Dozens of Genetically Modified Babies Already Born – How Will They Alter Human Species?

 When I first read that genetically modified humans have already been born, I could hardly believe it. However, further research into this story featured in the UK’s Daily Mail1 proved it to be true. They’ve really done it… they’ve created humans that nature could never allow for, and it’s anyone’s guess as to what will happen next.

Even more shocking was the discovery that this is actually old news!

The Daily Mail article was not dated, and upon investigation, the experiments cited actually took place over a decade ago; the study announcing their successful birth was published in 20012.

While I typically comment on recent findings and health related news, in this case I will make an exception, because I think many of you may be as surprised by this information as I was. I do not propose to have any answers here as this is out of my scope of expertise.

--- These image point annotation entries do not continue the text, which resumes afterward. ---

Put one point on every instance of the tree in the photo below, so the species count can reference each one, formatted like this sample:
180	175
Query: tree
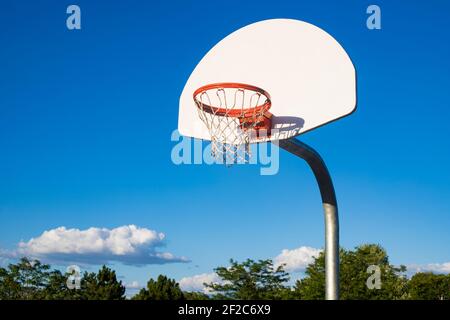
250	280
102	286
193	295
353	276
25	280
57	289
429	286
161	289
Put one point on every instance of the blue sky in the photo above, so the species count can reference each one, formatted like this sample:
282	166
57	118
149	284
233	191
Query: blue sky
86	118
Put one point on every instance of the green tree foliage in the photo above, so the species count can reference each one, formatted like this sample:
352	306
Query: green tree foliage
32	280
161	289
429	286
353	276
195	295
102	285
25	280
250	280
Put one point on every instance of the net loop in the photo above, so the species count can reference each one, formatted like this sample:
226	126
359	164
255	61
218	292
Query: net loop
235	115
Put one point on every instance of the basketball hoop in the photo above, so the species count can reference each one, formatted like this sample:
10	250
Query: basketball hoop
235	115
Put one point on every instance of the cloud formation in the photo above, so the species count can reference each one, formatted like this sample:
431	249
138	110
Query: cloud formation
431	267
126	244
296	260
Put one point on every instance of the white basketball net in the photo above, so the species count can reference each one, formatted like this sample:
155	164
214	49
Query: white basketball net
231	121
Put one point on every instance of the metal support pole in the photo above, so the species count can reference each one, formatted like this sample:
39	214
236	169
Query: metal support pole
329	203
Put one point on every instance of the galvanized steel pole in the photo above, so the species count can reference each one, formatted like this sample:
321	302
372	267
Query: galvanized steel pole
329	203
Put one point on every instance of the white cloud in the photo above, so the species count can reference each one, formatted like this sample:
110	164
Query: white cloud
127	244
196	283
431	267
133	285
296	260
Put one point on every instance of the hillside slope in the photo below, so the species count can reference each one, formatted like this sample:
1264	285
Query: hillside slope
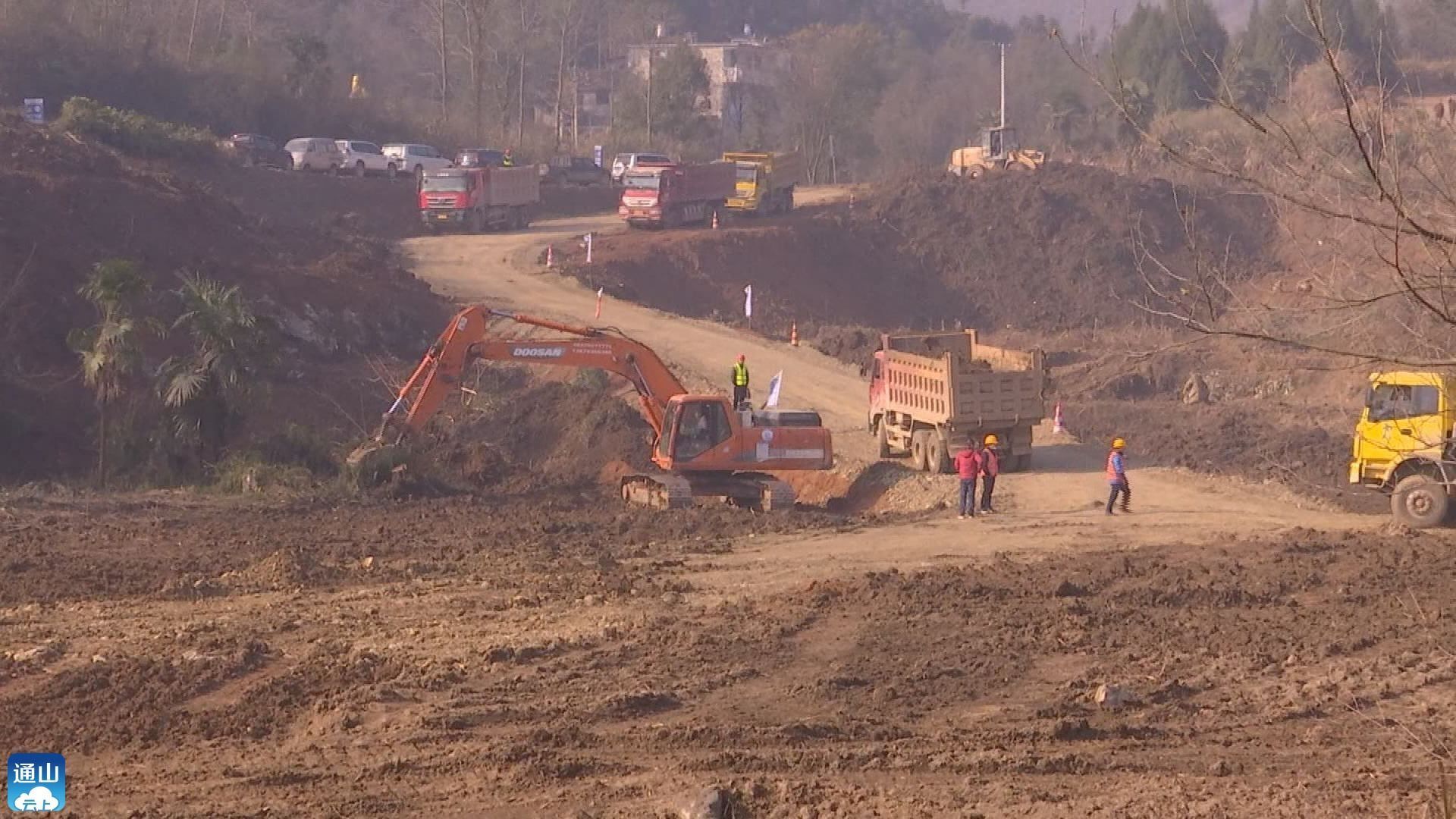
328	295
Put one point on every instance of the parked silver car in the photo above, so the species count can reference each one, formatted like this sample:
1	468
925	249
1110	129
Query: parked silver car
417	159
625	162
315	153
366	158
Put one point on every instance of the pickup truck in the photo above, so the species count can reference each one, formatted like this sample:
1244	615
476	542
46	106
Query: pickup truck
576	171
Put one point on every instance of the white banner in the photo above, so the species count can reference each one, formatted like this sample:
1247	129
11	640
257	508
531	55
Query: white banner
774	390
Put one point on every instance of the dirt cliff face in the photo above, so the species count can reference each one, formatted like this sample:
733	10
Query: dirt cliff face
1069	246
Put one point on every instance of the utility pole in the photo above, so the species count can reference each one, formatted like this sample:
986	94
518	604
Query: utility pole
1003	85
651	49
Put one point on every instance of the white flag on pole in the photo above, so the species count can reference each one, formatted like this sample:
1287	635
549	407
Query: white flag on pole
774	390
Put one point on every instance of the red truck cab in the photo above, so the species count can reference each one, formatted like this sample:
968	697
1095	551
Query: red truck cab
475	199
446	196
673	194
645	190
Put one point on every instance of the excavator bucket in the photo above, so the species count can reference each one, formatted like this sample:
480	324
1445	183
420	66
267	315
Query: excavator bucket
373	464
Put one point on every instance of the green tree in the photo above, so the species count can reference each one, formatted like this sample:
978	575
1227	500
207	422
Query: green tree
1427	27
1175	50
839	74
679	89
109	350
1068	117
1280	39
226	357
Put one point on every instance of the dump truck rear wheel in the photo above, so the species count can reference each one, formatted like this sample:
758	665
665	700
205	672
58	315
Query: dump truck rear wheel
921	449
1420	502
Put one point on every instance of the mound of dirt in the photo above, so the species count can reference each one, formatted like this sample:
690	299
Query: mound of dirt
545	436
1251	439
325	293
1065	248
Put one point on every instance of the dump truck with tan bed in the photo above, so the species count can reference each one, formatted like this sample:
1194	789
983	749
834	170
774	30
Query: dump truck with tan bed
766	181
930	394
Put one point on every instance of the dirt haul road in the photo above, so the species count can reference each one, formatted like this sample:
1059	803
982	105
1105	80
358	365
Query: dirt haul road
1056	506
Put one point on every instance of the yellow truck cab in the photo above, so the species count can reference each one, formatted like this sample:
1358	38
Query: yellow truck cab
1402	445
766	181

At best, I hope I can stir you to ponder the implications of this type of genetic engineering, and I invite you to share your perspective in the vital votes’ comment section below. As reported in the featured article:

“The disclosure that 30 healthy babies were born after a series of experiments in the United States provoked another furious debate about ethics… Fifteen of the children were born… as a result of one experimental program at the Institute for Reproductive Medicine and Science of St Barnabas in New Jersey.

The babies were born to women who had problems conceiving. Extra genes from a female donor were inserted into their eggs before they were fertilized in an attempt to enable them to conceive.

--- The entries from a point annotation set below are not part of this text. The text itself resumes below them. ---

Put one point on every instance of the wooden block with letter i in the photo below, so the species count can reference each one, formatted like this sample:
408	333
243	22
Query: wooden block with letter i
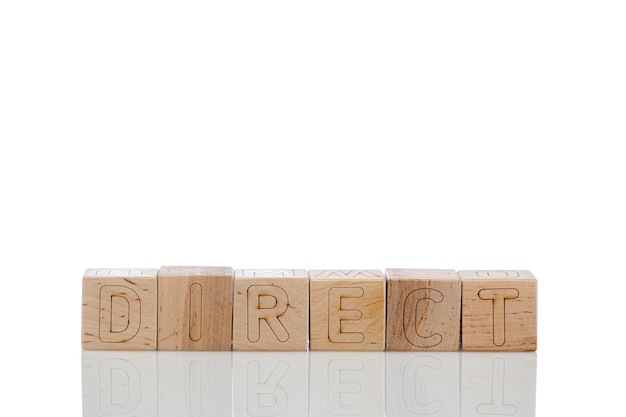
271	309
119	309
195	308
347	310
499	310
423	309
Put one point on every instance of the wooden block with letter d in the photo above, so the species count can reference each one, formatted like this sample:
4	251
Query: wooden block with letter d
119	309
271	309
499	310
195	308
423	309
347	310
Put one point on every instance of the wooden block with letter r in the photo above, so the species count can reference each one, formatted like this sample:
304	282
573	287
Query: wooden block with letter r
347	310
119	309
423	309
499	310
271	309
195	308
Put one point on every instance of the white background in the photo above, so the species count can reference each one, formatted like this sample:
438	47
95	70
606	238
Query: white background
325	134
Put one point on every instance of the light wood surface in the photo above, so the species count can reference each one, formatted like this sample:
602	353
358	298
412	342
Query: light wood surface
499	310
347	310
423	309
271	310
119	309
195	308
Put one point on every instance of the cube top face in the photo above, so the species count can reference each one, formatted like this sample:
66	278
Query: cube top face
214	271
119	309
271	310
271	273
121	272
334	274
347	310
411	274
496	274
499	310
423	310
195	308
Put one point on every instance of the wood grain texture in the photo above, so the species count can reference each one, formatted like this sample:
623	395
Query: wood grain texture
499	310
119	309
271	310
347	310
195	308
423	309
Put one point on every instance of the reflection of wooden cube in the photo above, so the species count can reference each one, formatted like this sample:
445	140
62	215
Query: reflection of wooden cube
271	309
195	308
423	309
499	310
347	310
119	309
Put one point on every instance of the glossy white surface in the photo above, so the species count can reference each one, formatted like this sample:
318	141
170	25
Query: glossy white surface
268	384
322	134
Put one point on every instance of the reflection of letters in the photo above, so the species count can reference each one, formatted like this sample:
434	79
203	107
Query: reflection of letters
414	383
268	303
499	297
341	317
120	313
497	405
341	387
266	397
120	386
412	317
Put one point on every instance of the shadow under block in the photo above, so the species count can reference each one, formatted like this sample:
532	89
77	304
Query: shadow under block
195	308
499	310
119	309
271	310
347	310
423	309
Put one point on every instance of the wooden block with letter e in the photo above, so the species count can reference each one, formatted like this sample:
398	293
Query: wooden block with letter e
195	308
271	309
347	310
423	309
119	309
499	310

Genetic fingerprint tests on two one-year- old children confirm that they have inherited DNA from three adults—two women and one man.”

Human Germline Now Altered… What Happens Next?

Today, these children are in their early teens, and while the original study claims that this was “the first case of human germline genetic modification resulting in normal healthy children,” later reports put such claims of absolute success in dispute. Still, back in 2001, the authors seemed to think they had it all under control, stating:

“These are the first reported cases of germline mtDNA genetic modification which have led to the inheritance of two mtDNA populations in the children resulting from ooplasmic transplantation. These mtDNA fingerprints demonstrate that the transferred mitochondria can be replicated and maintained in the offspring, therefore being a genetic modification without potentially altering mitochondrial function.”

It’s relevant to understand that these children have inherited extra genes—that of TWO women and one man—and will be able to pass this extra set of genetic traits to their own offspring. One of the most shocking considerations here is that this was done—repeatedly—even though no one knows what the ramifications of having the genetic traits of three parents might be for the individual, or for their subsequent offspring.

Based on what I’ve learned about the genetic engineering of plants, I’m inclined to say the ramifications could potentially be vast, dire, and completely unexpected.

As a general, broad-strokes rule, it seems few scientists fond of gene-tinkering have a well-rounded or holistic view of living organisms, opting instead to view the human body as a machine. And as demonstrated with the multi-varied problems that have arisen from genetically engineered foods—from the development of superweeds and superpests, to the creation of a never-before-seen organism now linked to miscarriage and infertility—such a view is bound to lead you to the wrong conclusions…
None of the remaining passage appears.